Autocallable ETFs: how they deliver yield and risk

Solactive CMO Timo Pfeiffer told Off the Record that autocallable ETFs use bank notes via swaps and index rules to target 8–10% yield but can lose value if the underlying drops about 30–40%.

Timo Pfeiffer, chief marketing officer at Solactive, described autocallable ETFs as funds that replicate bank-issued autocall notes using swap agreements and rule-based indices. The structures aim to pay higher annual income, commonly around 8–10%, while exposing investors to large losses if the underlying index falls past a preset barrier, often in the 30–40% range.

The funds follow a set schedule of observations, usually once a year. If the index is at or above the trigger level on an observation date, the product can pay principal plus the coupon for the period and end early. If the trigger is not met, the strategy continues to the next observation, typically until a multi-year maturity such as five years.

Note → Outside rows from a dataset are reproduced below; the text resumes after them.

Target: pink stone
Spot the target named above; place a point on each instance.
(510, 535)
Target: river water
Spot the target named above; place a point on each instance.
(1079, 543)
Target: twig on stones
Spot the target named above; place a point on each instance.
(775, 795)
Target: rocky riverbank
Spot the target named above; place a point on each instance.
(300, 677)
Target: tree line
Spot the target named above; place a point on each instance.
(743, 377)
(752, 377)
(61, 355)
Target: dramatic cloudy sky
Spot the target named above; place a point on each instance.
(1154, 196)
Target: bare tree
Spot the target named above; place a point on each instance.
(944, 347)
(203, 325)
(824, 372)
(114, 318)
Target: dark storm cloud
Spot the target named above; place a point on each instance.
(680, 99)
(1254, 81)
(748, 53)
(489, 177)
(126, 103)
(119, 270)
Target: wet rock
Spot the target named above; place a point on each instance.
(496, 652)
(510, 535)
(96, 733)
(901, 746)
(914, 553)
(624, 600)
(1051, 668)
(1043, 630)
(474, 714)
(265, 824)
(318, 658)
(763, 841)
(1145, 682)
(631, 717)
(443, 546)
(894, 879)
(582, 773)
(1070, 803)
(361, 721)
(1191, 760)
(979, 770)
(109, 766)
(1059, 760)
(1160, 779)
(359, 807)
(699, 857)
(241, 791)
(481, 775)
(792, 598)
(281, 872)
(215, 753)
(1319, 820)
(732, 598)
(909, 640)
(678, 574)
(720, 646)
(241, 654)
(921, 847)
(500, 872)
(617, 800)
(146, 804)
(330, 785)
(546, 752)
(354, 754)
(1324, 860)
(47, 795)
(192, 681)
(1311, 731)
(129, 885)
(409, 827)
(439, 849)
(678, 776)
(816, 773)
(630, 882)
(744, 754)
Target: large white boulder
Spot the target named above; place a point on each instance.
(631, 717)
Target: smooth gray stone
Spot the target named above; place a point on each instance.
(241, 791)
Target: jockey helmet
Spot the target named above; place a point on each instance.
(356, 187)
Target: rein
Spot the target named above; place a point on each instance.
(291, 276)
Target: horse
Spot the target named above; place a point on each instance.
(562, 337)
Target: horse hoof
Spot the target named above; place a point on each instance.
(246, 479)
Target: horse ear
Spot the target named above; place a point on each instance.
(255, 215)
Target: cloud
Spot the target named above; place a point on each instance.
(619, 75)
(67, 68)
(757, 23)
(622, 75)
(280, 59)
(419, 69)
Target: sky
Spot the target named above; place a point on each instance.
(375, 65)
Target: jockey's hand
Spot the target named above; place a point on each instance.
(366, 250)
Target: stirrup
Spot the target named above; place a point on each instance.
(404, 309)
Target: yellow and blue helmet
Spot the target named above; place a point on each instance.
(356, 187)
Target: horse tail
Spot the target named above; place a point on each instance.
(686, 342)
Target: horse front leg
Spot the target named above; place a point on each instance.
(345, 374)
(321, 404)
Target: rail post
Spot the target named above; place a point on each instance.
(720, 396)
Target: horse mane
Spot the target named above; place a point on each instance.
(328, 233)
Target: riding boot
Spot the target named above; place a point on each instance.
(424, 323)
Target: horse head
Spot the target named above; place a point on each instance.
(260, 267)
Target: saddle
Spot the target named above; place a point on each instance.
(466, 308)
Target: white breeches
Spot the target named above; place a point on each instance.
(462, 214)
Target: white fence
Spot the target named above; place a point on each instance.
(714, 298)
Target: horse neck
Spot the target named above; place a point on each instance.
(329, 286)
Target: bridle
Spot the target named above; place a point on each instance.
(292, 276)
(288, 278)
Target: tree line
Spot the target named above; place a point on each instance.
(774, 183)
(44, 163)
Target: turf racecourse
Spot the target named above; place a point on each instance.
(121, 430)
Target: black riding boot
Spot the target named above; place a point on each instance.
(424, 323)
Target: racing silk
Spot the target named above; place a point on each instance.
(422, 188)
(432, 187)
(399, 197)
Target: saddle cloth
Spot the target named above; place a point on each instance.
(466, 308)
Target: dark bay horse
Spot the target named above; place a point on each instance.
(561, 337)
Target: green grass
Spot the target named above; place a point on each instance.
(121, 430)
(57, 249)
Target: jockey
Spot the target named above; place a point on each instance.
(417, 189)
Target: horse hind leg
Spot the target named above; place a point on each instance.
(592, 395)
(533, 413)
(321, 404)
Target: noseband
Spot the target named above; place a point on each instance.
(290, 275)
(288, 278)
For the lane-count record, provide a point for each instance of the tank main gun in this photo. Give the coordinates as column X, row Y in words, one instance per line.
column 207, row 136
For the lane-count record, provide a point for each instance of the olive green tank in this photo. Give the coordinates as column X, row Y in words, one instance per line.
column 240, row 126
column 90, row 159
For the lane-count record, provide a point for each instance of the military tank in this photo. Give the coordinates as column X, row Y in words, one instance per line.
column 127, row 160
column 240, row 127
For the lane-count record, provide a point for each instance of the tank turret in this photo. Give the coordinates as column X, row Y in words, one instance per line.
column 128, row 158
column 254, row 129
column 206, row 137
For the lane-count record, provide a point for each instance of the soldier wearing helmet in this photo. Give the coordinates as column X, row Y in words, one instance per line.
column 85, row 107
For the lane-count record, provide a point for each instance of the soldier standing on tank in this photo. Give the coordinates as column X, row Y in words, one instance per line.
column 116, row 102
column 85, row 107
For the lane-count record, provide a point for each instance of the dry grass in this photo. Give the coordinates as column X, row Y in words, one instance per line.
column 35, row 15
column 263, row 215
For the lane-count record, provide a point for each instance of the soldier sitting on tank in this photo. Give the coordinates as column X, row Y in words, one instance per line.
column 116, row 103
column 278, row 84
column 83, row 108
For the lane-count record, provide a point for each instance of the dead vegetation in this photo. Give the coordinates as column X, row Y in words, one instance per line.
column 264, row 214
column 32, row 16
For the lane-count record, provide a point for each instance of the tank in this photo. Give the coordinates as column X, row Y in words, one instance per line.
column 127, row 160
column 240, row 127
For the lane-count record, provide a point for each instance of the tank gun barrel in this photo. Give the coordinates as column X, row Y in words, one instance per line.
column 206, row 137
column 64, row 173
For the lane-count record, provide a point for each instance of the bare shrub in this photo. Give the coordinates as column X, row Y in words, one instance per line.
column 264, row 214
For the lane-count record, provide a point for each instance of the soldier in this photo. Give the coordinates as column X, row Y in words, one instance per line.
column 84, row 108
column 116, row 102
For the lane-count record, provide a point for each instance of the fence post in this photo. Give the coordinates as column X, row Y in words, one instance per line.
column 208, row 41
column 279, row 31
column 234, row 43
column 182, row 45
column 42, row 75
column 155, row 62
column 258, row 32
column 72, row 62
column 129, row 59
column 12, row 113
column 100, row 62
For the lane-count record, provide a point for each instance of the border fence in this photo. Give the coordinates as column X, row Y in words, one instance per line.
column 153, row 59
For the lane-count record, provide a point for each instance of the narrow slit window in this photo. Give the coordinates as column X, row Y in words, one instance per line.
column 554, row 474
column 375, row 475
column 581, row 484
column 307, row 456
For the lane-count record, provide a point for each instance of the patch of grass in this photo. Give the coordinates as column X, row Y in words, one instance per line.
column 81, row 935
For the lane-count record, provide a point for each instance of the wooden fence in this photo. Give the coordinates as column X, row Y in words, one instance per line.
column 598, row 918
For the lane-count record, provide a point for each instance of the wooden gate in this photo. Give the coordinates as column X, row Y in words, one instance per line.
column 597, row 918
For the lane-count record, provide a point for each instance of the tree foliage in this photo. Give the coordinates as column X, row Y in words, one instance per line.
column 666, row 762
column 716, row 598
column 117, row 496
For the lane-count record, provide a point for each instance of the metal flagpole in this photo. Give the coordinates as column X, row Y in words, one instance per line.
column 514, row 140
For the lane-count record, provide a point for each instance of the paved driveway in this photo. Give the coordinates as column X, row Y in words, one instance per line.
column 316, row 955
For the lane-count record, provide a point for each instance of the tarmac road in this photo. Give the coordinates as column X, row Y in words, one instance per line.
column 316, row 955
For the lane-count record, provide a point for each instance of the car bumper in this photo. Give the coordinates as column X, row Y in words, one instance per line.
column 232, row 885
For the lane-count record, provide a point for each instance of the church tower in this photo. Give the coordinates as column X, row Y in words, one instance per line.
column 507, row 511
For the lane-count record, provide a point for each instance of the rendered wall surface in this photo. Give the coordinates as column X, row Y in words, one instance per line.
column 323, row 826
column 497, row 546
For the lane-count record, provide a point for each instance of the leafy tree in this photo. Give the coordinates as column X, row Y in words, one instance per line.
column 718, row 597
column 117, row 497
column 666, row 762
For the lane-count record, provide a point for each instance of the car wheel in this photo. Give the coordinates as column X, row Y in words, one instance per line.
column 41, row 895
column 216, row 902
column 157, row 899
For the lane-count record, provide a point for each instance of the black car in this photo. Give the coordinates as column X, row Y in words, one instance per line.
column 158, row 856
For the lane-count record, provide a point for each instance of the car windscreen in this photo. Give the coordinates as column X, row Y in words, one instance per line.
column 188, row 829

Issuers generally do not place individual structured notes inside the ETF. Instead, they enter swaps with banks that provide the autocall payoff profile. An index defines the observation dates, trigger rules and coupon calculations, and automates monitoring and rebalancing. Pfeiffer described the index as “the engine behind it.”

Pfeiffer said the autocallable ETF trend started in the United States about a year earlier and has spread to Canada and Europe. He cited the wider option-based ETF category at roughly $300 billion in assets and noted individual large products that have tens of billions. By comparison, banks issued about $140 billion of autocall notes in 2025, while assets in autocallable ETFs remained on the order of a few billion dollars.

The ETF wrapper changes the investor experience compared with buying single bank notes. A fund can spread exposure across issuance dates and strike levels, offering diversification versus selecting one of thousands of listed notes. ETFs provide exchange listing and intraday liquidity and present a single regulatory and operational structure that advisers and platforms can use more easily. Pfeiffer noted retail investors in some markets face thousands of individual autocall listings; he gave about 15,000 as an example for Germany.

Autocallable ETFs tend to perform best in mildly positive equity markets, where small gains trigger coupons and early redemptions. In a strong bull market, a direct equity allocation can outperform. A sharp market drop that breaches the downside threshold will produce losses for holders. Pfeiffer warned, “There is a downside risk that you are accepting.”

Historically, structured autocall notes were sold through retail channels, private banks and wealth managers. The ETF format may broaden access by simplifying distribution and lowering per-investor costs, but tax rules and market structure differences between regions will affect adoption. Pfeiffer also said the approach could be applied to other underlyings over time, though equity indices are likely to remain the largest share.